Large flat jack tests are used to assess rock mass deformability in the design stages of large projects. The paper introduces a methodology for interpretation of the tests, with which it is also possible to obtain the in situ normal and shear stress components on the flat jack plane. The main problem regarding interpretation of large flat jack tests has to do with the effect of the tension crack that may develop in the rock mass, depending on the loading pattern, the rock mass tensile strength and the in situ stress normal to the jack. The three-dimensional numerical model that was developed simulates the test with the actually applied loading and accounts for the development of the tension crack. Model results show that the extent of the tension crack is irrelevant for the determination of the in situ stresses. Therefore, the in situ stress values can be used as an important parameter for interpretation of the test results, and furthermore constitute one more output of this reliable in situ test.
The deformability of rock masses plays an important role in the design of several types of structures, because their behaviour depends on the displacements undergone by the rock mass. This is, in particular, the case of concrete dams, large bridge foundations, underground caverns and tunnel linings. For design of these types of important structures built in or on rock masses, it is not adequate to characterize the rock mass deformability by only using laboratory tests on intact rock specimens, and extrapolating their results to the rock mass based on some indices such as the RMR, the Q or the GSI values. For these cases, in situ deformability tests are essential. They should be used for zoning the rock mass according to a deformability parameter, usually the dilatometer modulus, but they often do not supply reliable estimates of the rock mass deformability at a representative volume. Plate loading tests are widespread in situ deformability tests, but in many cases they do not yield satisfactory results, because the rock mass in the tested zone is often disturbed by the excavation, and the tested volumes are still not representative of the rock mass . To avoid both these shortcomings, large flat jacks (LFJ) are preferably used, as they allow testing relatively large volumes of rock mass and determining the deformability inside the rock mass, in less disturbed conditions .
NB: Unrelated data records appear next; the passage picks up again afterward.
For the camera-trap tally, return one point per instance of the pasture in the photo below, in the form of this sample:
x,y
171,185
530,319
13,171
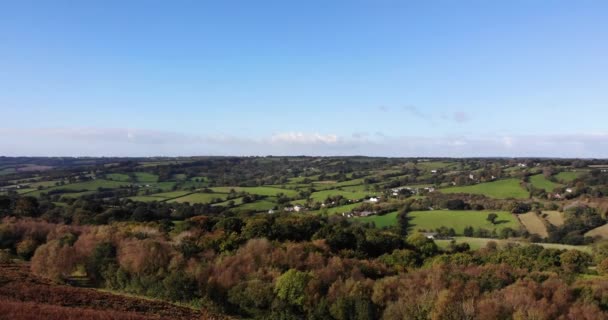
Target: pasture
x,y
91,185
600,232
431,220
533,223
320,196
478,243
434,219
567,176
555,218
500,189
338,209
387,220
539,181
200,198
263,191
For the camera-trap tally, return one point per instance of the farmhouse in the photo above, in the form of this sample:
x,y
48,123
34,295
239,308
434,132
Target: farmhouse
x,y
430,235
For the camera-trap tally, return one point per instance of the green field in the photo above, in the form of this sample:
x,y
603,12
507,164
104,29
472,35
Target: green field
x,y
431,220
387,220
567,176
260,205
146,177
320,196
147,198
237,201
500,189
200,198
478,243
263,191
118,177
92,185
338,210
539,181
160,196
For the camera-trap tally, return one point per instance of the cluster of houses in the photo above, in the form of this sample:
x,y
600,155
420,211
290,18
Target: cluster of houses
x,y
395,191
14,187
559,196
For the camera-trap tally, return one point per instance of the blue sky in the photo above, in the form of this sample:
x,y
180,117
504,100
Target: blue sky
x,y
389,78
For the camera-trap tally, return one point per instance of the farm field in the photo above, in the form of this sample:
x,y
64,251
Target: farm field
x,y
533,223
338,209
500,189
601,232
387,220
200,198
478,243
539,181
92,185
431,220
568,176
555,218
263,191
320,196
260,205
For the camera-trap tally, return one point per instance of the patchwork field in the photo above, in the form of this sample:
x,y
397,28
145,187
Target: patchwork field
x,y
568,176
263,191
387,220
200,198
555,218
92,185
539,181
431,220
478,243
533,223
500,189
339,209
601,232
320,196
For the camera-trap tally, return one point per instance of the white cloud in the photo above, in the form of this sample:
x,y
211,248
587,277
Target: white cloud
x,y
304,138
141,142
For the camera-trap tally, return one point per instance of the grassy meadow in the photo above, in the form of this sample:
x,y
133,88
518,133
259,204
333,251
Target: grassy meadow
x,y
500,189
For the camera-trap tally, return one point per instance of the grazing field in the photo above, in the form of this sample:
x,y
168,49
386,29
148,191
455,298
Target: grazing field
x,y
146,177
555,218
338,209
500,189
568,176
200,198
478,243
539,181
237,201
431,220
163,196
320,196
147,198
260,205
601,232
263,191
387,220
118,177
92,185
533,223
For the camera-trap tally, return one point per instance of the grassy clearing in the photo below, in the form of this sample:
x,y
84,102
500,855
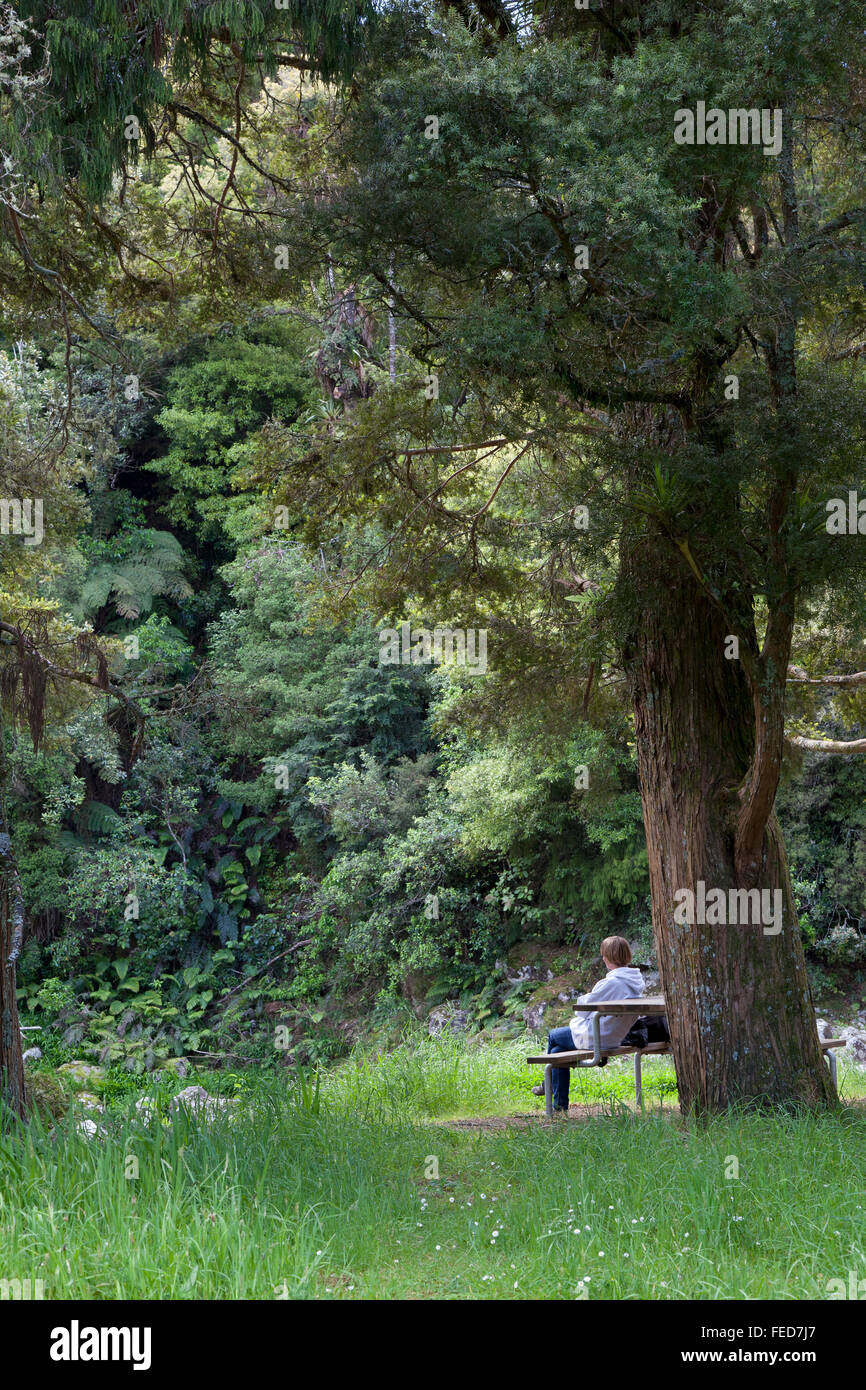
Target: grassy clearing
x,y
376,1197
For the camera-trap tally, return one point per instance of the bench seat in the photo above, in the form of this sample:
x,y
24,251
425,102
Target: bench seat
x,y
585,1055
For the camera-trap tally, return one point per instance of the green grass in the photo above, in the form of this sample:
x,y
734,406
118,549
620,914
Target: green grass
x,y
376,1197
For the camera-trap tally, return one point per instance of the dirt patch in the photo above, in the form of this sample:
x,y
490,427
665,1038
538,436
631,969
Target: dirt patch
x,y
501,1122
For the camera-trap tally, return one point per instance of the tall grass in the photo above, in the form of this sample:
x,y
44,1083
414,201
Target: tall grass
x,y
376,1196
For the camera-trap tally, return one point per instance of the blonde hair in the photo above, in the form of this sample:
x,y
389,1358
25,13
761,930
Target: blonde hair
x,y
616,950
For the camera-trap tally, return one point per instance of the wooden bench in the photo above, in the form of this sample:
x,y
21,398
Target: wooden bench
x,y
645,1007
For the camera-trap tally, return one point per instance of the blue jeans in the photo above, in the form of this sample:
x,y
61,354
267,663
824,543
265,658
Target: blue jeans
x,y
560,1040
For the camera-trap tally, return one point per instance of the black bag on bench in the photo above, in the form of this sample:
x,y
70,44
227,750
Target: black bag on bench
x,y
652,1029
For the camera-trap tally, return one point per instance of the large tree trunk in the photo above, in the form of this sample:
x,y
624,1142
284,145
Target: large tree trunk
x,y
11,927
740,1005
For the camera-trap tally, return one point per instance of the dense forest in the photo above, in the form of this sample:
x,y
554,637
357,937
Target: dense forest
x,y
291,363
433,560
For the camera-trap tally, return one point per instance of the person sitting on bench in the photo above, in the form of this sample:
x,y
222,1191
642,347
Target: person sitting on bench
x,y
622,982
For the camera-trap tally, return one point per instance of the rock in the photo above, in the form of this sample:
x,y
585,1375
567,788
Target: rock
x,y
89,1129
46,1094
82,1073
177,1065
533,1015
91,1102
856,1045
196,1100
448,1016
530,972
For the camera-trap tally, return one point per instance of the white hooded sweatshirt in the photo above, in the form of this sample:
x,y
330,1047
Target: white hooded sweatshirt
x,y
623,983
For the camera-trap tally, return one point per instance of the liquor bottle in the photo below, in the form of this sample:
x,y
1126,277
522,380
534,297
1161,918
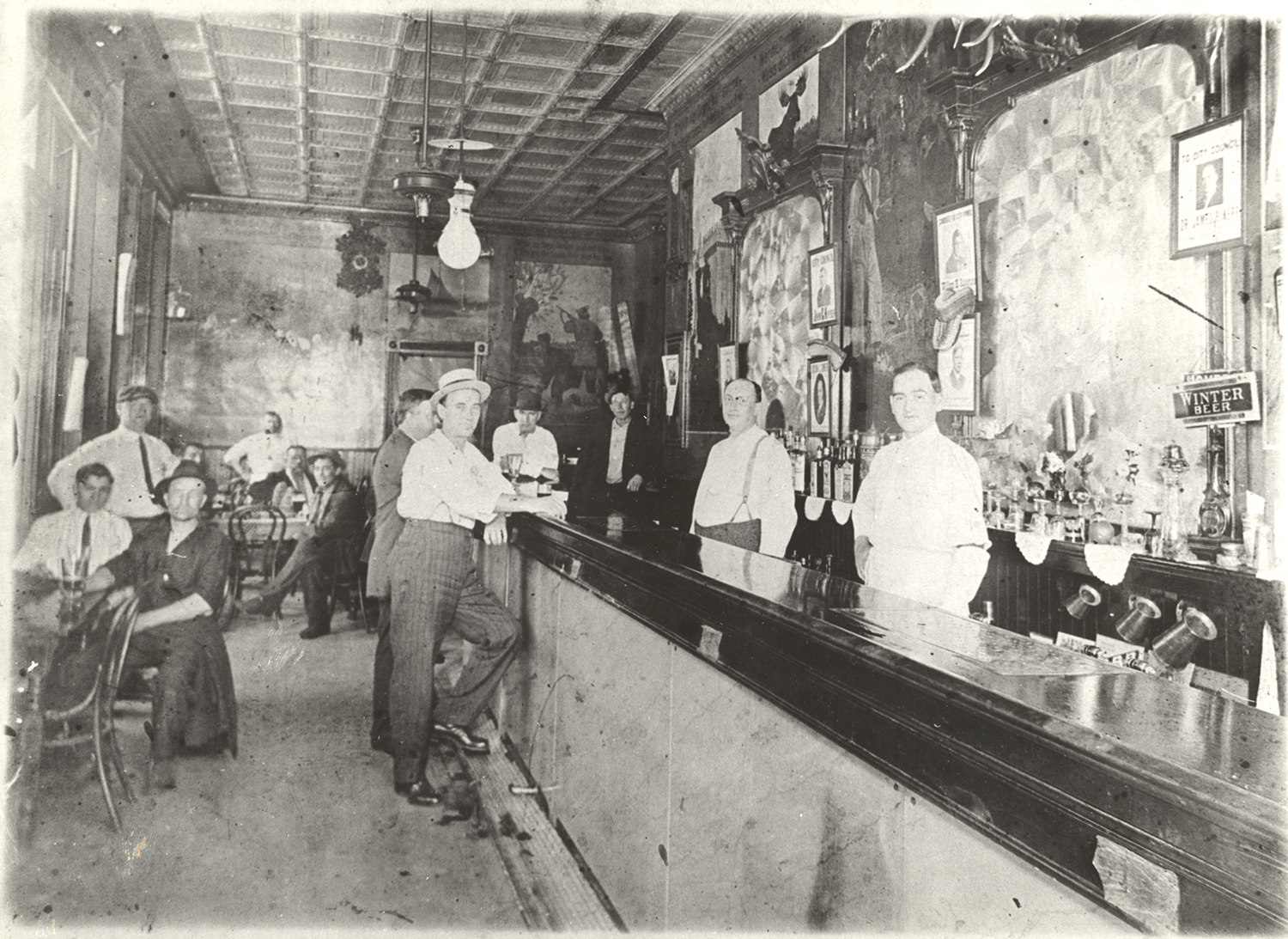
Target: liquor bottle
x,y
796,451
824,475
847,474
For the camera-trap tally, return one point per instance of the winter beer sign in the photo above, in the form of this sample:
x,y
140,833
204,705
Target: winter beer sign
x,y
1212,399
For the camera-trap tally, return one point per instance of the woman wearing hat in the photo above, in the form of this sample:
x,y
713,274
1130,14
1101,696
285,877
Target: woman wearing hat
x,y
618,459
335,515
447,488
178,570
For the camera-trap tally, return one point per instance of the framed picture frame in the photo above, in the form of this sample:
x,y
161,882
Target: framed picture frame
x,y
821,396
957,249
822,288
728,365
1207,187
958,371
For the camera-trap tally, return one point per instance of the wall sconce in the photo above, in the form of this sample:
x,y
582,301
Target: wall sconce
x,y
1139,621
1176,647
1084,599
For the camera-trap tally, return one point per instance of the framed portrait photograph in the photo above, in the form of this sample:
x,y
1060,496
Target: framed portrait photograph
x,y
821,396
957,249
958,371
1207,187
823,298
728,365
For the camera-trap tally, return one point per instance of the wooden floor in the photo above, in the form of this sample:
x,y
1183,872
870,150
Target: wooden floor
x,y
301,832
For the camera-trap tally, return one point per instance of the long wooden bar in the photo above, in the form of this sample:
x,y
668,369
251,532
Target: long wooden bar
x,y
1159,802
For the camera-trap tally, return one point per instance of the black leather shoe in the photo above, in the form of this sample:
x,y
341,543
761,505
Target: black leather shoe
x,y
463,738
419,792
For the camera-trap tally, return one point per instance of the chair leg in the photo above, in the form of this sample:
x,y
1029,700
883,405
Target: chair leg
x,y
118,764
102,766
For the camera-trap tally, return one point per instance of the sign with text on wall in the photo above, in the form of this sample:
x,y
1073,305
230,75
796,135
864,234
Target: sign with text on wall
x,y
1212,399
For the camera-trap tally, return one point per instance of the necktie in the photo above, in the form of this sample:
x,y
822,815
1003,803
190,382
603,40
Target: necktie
x,y
147,469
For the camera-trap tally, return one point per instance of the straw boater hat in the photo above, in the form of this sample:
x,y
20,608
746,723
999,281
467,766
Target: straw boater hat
x,y
334,456
951,306
187,469
458,379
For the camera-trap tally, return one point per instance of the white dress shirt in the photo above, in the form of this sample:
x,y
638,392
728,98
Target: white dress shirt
x,y
538,448
616,453
265,454
442,483
770,498
920,508
118,451
57,537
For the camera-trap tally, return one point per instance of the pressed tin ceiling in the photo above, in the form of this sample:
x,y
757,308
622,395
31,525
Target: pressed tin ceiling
x,y
319,108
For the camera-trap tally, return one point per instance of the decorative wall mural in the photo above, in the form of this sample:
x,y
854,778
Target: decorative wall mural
x,y
566,337
1077,180
267,332
773,284
716,168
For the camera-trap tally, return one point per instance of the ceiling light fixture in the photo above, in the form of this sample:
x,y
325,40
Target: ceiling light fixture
x,y
459,245
422,183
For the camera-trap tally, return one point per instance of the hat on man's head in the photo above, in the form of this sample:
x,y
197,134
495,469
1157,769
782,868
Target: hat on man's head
x,y
456,381
332,455
187,469
951,306
136,392
527,399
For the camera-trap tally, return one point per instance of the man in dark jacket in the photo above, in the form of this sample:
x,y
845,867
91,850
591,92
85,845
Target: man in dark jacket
x,y
178,570
335,518
618,460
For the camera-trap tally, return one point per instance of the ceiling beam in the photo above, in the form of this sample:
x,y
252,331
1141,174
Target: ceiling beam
x,y
365,175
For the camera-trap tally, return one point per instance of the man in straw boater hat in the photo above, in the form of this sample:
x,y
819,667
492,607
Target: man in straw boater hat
x,y
178,568
447,488
136,459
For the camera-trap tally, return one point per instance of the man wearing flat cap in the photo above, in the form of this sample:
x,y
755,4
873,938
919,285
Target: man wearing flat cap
x,y
335,515
136,459
447,488
531,448
179,568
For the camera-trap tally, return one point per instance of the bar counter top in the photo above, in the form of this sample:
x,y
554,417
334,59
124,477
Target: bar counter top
x,y
1048,751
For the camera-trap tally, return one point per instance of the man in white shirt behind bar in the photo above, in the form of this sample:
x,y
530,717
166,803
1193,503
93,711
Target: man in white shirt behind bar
x,y
919,528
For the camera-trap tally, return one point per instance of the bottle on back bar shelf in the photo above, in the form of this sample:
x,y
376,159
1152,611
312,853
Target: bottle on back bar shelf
x,y
798,454
847,474
826,472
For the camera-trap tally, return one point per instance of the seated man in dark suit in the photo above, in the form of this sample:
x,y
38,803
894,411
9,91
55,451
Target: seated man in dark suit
x,y
618,460
178,570
335,515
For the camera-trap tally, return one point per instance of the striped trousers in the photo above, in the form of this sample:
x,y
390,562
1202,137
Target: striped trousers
x,y
435,588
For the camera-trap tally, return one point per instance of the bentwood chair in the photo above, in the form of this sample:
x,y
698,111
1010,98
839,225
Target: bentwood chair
x,y
255,534
79,696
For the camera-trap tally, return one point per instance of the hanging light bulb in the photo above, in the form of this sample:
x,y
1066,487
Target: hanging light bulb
x,y
459,244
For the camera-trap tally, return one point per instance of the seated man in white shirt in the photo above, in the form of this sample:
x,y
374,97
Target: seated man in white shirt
x,y
84,534
136,459
535,448
919,526
260,459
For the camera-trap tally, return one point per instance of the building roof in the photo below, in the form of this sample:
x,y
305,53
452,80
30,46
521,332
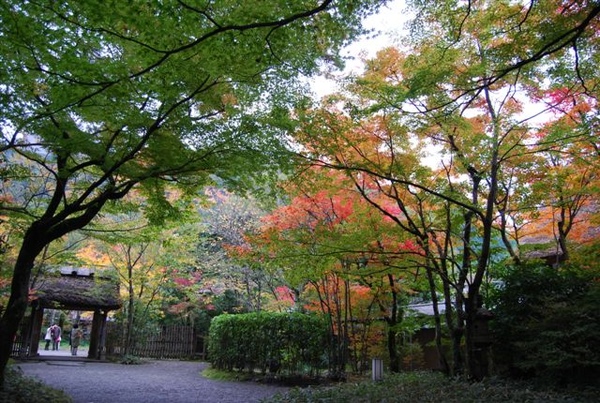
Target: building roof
x,y
77,289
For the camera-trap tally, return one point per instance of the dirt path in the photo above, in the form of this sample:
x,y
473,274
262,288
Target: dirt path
x,y
155,381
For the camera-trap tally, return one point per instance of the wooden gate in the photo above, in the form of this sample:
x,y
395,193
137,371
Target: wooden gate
x,y
158,342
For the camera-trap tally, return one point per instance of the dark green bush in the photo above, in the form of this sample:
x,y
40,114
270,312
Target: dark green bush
x,y
547,324
426,387
23,389
290,343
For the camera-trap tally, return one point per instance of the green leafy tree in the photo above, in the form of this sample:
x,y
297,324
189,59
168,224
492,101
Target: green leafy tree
x,y
146,96
460,86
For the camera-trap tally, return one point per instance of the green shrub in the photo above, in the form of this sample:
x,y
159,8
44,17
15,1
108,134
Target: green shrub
x,y
547,324
426,387
21,389
291,343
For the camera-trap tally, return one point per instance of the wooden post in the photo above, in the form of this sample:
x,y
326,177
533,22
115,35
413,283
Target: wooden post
x,y
94,336
37,314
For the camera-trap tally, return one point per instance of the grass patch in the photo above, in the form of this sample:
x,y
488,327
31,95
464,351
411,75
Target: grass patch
x,y
19,388
219,375
425,387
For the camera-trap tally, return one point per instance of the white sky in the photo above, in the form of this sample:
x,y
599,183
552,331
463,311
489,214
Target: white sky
x,y
387,27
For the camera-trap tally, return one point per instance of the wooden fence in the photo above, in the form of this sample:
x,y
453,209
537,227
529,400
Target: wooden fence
x,y
160,342
21,347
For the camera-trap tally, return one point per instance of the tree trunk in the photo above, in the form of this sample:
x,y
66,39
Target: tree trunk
x,y
32,245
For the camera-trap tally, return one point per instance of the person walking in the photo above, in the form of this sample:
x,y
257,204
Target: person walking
x,y
76,335
48,338
55,332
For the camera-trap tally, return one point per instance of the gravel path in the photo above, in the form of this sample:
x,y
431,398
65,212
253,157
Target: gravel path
x,y
151,382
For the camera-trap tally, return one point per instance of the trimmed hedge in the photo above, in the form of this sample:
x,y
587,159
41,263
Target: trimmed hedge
x,y
290,343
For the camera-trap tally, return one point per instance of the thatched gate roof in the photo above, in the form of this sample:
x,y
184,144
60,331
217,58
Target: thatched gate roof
x,y
77,289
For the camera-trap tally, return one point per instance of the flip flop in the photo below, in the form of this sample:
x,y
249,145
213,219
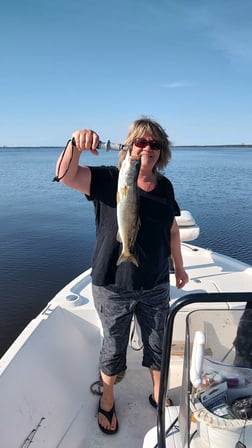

LFJ tests consist in cutting a thin slot in the rock mass, by means of a disk saw, and inserting a flat jack that is then pressurized in order to load the slot walls while measuring the rock mass deformation with several displacement transducers. In order to obtain a mean value of the modulus of deformability in large rock volumes, as well as information about the rock mass heterogeneity, a group of two co-planar contiguous slots is usually opened for each test.